To accompany our recent article on minimally invasive lung surgery for Winship magazine, please find a video featuring thoracic surgeon Manu Sancheti, MD.
As Sancheti explains, an advantage of minimally invasive approaches (sometimes called VATS for video-assisted thoracic surgery) is that surgeons do not open the patient’s chest, avoiding pain and potential complications and reducing length of stay in the hospital.
Among thoracic surgeons, the shift to this type of approach has taken place in the last few years — unevenly. Here’s a graph from one recent publication from Felix Fernandez, MD and colleagues, showing the percent of stage I lung cancer surgeries — compiled for individual surgeons in the Society of Thoracic Surgeons — that are minimally invasive from 2011-2014. The average is about 63 percent, but it varies widely.
Attention medical journalists: if you want to ask questions like “Are these minimally invasive lung surgery approaches really good for long term patient outcomes?”, Fernandez is your guy. As the numbers come in, he is leading a team that is analyzing them.
For example, an important question is whether minimally invasive approaches are just as good for detecting whether lung cancer has spread beyond its site of origin. Another recent paper from Fernandez, surgery resident Rachel Medbery and colleagues showed that “nodal upstaging” — discovery of cancer in the lymph nodes, indicating that the cancer has spread — is slightly more likely (14 vs 12 percent) with a open rather than minimally invasive approach. The difference was smaller for academic/research hospitals, and the data for this analysis came from procedures performed 2010-2011; so stay tuned.
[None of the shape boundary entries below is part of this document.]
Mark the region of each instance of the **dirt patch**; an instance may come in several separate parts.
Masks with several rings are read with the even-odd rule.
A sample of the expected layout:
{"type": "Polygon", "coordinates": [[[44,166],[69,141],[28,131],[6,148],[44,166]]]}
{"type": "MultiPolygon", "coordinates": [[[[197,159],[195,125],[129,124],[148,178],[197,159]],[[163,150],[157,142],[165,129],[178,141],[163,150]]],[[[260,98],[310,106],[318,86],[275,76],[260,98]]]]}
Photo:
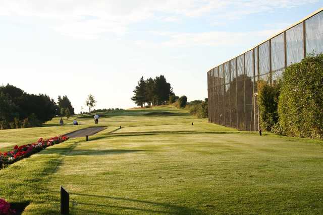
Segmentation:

If lung cancer is indeed “pathological stage I“, there is a considerable survival advantage, as can be seen in this recent paper from Fernandez combining Society of Thoracic Surgeons data with CMS data on patients aged 65 and older. Median survival after lung cancer resection was 6.7 years for pathologic stage I, 3.5 years for stage II, 2.4 years for stage III, and 2.2 years for stage IV. This paper didn’t separate out minimally invasive approaches, but future analysis will, the authors say.